A plain Quaker folk singer with a Juris Doctorate in his back pocket, salt in his blood, and a set of currach oars in the closet, Ulleann Pipes under his arm, guitar on his back, Anglo Irish baggage, wandering through New York City ... in constant amaze. Statement of Faithfulness. As a member of the Quaker Bloggers Ad Hoc Committee I affirm that I will be faithful to the Book of Discipline of my Meeting 15th Street Monthly Meeting of the Religious Society of Friends.

Thursday, November 06, 2008

What are God's Politics?

As a comment to the above photo, I recieved the following and replied as follows...

Bruce Thomas Benda said: Why do WE need to redouble OUR commitment? I thought you all voted for this guy because you thought he has it covered. Even though we don't have a great understanding how. Just the HOPE. Why would God send someone who won't fight for helpless unborn babies or that supports gays or associates with a killer and PLO supporter. Not very Godly. I was just wondering. Nice photo though.

Well, Bruce:
No one has it all covered. As the son of a former coal miner, I hope President Obama will learn that there is no such thing as clean coal, and as a Quaker, I hope he learns that fear and the word enemy are related, and as Jesus reminded us, the way to perfect love is to abandon fear, and stop making war.

But, the world is not about absolutes. When we assign to God our own political beliefs and prejudices, though it might be a wonderful rhetorical device, after all, who can argue with God?! It does put God in a much smaller box than the infinite nature God must choose to be. In short, a God who can be quoted is hardly likely to be God at all.

This does not mean God does not speak to all -- in that still small voice, ever present voice of love. I am not sure that God does not love gay people or the PLO, anymore than God once allowed a world where people of Obama's complexion were once held in slavery. After the events of September 11, an Innu friend of mine sent me a letter reminding me that God sends these things to teach us to fly, not as a punishment.
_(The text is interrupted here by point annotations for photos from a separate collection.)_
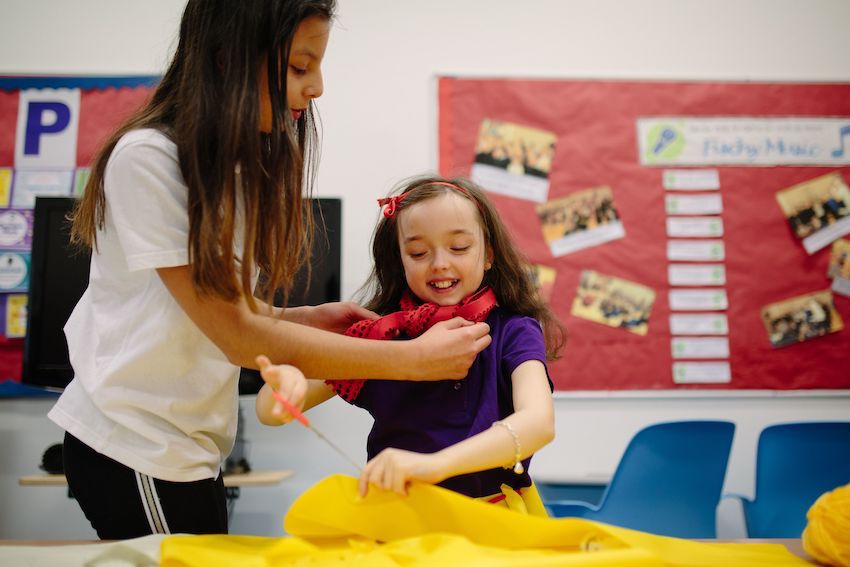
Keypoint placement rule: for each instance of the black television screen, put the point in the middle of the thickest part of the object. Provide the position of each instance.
(59, 275)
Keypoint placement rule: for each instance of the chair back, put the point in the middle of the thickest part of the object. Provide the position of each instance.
(669, 479)
(795, 464)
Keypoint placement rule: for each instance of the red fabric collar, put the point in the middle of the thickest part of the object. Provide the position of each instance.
(413, 320)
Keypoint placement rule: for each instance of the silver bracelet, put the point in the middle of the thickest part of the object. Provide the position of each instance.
(517, 464)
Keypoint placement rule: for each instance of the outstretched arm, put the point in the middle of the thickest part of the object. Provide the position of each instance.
(444, 351)
(533, 421)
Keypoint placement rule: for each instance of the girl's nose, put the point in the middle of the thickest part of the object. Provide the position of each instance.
(441, 260)
(315, 88)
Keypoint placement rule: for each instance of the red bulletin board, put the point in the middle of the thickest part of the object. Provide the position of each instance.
(595, 125)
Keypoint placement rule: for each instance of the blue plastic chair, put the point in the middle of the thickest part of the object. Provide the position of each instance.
(668, 481)
(795, 464)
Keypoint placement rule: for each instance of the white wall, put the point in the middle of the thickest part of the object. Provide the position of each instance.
(379, 113)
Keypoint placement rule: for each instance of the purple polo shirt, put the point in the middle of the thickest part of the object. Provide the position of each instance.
(428, 416)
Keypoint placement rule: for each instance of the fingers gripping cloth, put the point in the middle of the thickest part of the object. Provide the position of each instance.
(413, 320)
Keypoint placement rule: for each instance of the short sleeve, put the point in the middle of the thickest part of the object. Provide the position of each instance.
(146, 201)
(523, 341)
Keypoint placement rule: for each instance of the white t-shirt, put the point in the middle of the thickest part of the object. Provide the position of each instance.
(150, 390)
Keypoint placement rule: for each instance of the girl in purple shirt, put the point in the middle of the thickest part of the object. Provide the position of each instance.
(441, 251)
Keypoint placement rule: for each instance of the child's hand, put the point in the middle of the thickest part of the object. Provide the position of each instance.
(338, 316)
(449, 348)
(393, 469)
(288, 381)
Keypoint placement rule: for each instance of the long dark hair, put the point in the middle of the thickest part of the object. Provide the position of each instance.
(508, 276)
(208, 104)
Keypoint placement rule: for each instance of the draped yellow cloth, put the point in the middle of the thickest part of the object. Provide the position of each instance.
(527, 501)
(827, 533)
(332, 525)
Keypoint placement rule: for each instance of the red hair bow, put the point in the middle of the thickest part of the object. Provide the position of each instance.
(390, 204)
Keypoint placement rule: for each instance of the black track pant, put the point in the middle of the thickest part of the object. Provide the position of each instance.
(122, 503)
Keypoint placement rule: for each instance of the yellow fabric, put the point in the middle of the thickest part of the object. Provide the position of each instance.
(527, 502)
(827, 533)
(333, 525)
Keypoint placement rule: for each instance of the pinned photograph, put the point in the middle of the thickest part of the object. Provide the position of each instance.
(818, 211)
(613, 302)
(581, 220)
(543, 278)
(839, 267)
(513, 160)
(801, 318)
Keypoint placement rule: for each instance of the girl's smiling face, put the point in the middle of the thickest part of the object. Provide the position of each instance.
(442, 248)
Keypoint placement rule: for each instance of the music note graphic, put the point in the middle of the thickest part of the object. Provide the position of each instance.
(843, 132)
(665, 139)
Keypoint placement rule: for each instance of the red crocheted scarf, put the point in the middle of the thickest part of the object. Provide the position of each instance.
(413, 320)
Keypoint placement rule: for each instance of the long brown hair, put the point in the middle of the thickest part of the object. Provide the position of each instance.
(508, 277)
(208, 104)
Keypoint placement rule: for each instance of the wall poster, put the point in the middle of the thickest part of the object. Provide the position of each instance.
(693, 233)
(50, 128)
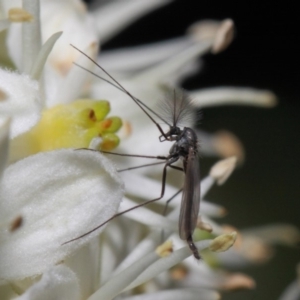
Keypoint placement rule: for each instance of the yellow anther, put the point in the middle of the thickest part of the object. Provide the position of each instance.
(72, 125)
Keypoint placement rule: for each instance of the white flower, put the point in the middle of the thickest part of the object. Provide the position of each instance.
(48, 199)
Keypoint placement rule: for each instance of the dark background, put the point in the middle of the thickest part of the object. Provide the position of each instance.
(263, 55)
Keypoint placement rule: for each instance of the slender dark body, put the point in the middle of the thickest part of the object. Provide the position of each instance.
(185, 147)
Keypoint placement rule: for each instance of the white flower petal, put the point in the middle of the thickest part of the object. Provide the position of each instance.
(4, 144)
(22, 102)
(58, 282)
(178, 294)
(119, 282)
(146, 216)
(72, 85)
(166, 263)
(85, 264)
(40, 61)
(114, 16)
(233, 95)
(31, 35)
(60, 195)
(147, 245)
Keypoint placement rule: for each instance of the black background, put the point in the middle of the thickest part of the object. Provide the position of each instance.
(263, 55)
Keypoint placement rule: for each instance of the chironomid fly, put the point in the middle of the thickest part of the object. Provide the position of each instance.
(185, 147)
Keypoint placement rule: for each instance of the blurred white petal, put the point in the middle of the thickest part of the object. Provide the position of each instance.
(116, 15)
(57, 282)
(178, 294)
(233, 96)
(4, 144)
(23, 101)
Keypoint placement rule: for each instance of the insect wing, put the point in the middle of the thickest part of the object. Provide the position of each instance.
(190, 201)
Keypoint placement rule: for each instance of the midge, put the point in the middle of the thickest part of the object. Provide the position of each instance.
(185, 147)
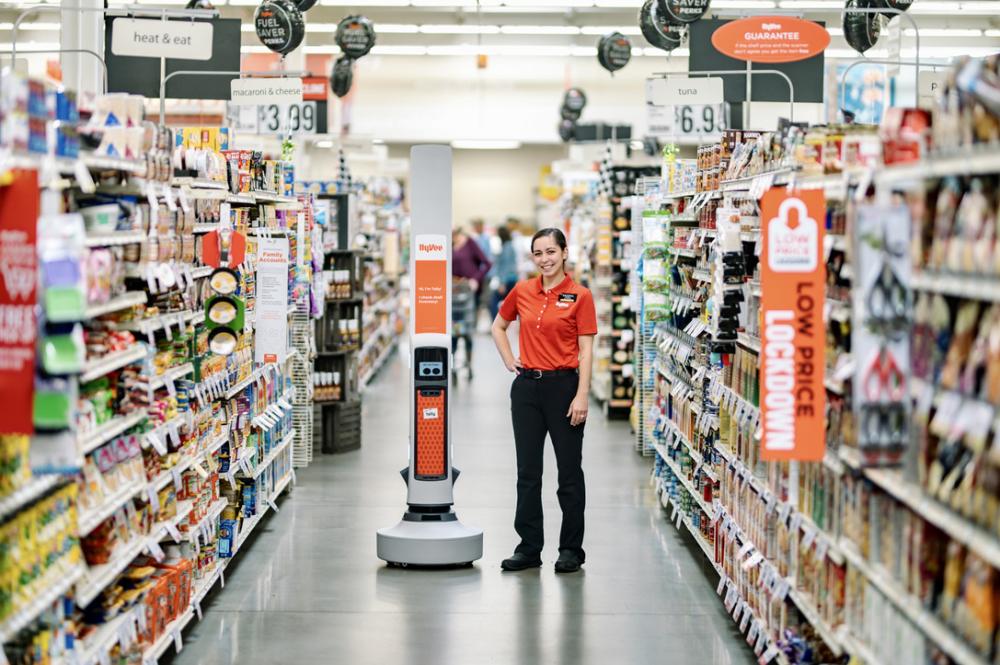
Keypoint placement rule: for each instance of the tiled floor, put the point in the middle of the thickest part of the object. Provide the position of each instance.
(309, 589)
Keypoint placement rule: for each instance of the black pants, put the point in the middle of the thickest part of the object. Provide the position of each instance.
(538, 407)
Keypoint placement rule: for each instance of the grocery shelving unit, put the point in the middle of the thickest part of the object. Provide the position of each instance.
(802, 544)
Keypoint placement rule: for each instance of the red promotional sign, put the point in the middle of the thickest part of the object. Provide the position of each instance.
(315, 88)
(771, 39)
(18, 295)
(793, 335)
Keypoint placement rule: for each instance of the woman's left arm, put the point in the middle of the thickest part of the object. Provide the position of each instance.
(578, 408)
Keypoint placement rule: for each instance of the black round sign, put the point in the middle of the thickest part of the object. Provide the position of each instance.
(614, 51)
(658, 32)
(279, 25)
(861, 30)
(355, 36)
(342, 76)
(569, 114)
(574, 100)
(682, 11)
(566, 130)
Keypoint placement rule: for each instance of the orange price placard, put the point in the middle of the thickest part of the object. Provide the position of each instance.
(793, 335)
(771, 39)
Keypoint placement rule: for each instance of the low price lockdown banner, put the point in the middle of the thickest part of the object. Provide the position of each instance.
(793, 295)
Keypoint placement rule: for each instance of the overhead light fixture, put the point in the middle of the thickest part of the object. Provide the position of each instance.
(540, 30)
(393, 28)
(945, 32)
(485, 144)
(982, 7)
(811, 4)
(744, 4)
(605, 29)
(459, 29)
(392, 49)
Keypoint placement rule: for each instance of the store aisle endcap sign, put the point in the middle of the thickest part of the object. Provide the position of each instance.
(147, 38)
(771, 39)
(684, 91)
(271, 308)
(793, 294)
(266, 91)
(431, 284)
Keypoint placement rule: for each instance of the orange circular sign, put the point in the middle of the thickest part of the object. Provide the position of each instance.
(771, 39)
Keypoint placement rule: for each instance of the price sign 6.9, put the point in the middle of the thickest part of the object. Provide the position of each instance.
(696, 122)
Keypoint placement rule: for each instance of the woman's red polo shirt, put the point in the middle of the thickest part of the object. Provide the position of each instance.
(551, 322)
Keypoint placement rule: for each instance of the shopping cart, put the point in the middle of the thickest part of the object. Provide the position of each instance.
(463, 325)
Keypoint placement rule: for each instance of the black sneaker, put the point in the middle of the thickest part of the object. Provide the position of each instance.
(520, 562)
(568, 563)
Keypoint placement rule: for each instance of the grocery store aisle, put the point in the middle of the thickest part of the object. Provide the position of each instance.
(310, 590)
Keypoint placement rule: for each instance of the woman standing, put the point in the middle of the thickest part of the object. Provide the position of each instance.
(505, 270)
(548, 396)
(468, 266)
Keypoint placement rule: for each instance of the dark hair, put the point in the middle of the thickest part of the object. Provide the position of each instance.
(557, 236)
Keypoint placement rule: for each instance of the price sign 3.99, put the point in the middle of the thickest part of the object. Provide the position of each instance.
(298, 118)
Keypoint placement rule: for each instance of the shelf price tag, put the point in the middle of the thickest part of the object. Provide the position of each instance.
(154, 549)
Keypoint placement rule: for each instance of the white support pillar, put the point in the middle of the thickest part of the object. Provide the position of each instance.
(81, 72)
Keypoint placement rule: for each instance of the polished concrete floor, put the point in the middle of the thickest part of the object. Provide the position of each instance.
(309, 589)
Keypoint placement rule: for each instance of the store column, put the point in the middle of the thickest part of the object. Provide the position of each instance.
(82, 30)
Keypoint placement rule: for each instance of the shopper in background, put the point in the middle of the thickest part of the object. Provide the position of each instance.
(482, 238)
(469, 266)
(549, 396)
(504, 271)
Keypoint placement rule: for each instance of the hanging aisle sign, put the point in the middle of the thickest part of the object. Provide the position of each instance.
(265, 91)
(430, 285)
(146, 38)
(771, 39)
(793, 335)
(271, 314)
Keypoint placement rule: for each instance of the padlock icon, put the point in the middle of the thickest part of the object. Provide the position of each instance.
(792, 245)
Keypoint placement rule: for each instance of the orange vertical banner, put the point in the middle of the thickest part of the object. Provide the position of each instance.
(793, 334)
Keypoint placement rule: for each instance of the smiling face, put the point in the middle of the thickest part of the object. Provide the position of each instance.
(549, 258)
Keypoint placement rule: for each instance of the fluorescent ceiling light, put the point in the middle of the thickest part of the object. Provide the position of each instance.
(605, 29)
(480, 144)
(982, 7)
(539, 30)
(394, 28)
(367, 3)
(31, 26)
(854, 55)
(744, 4)
(386, 49)
(945, 32)
(811, 4)
(457, 29)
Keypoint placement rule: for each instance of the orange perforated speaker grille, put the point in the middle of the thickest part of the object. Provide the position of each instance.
(431, 433)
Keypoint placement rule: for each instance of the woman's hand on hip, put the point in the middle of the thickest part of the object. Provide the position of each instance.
(577, 413)
(513, 364)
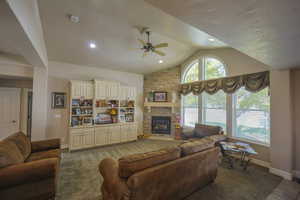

What we do in the darkness of pain, such as that caused by the struggles of Israelis and Palestinians leads us to love and light, or fear and loss. To respond to the darkness of fear with violence digs the hole of revenge deeper and deeper, no matter which side you feel calls you to justice. War never seems to me to have been an answer, it always seemed to me to have been the problem expressed.

It is not an easy thing to live our faith, what ever that faith may be. It is not easy to face our fears with love, to grow towards those who cause us pain. Religious faith and politics are remarkably hard to juggle together. We Quakers turned away from that attempt after our failed attempt at a theocratic state, in the Pennsylvania colony. We found that politics is seldom about truth, it is about power.

I am very fond of your photos as well, they share a great deal of light.
Finally, a unified nation, like a unified family of God, does not mean one where we all see things the same, just that we eat at the same table, and feed each other.

In the light of God who loves us all


At 12:31 PM, Blogger Tammy said...

so glad to see that you're posting again. and once again, I'm reading aloud to my husband the things you write. you write in a way that invites discussion; something of a lost art.

At 12:44 PM, Blogger Lorcan said...

Thank'ee Tammy, nice of thee to say. I am taking care of my mother, seven days a week these days, and don't get much time to write. She is a joyous handful.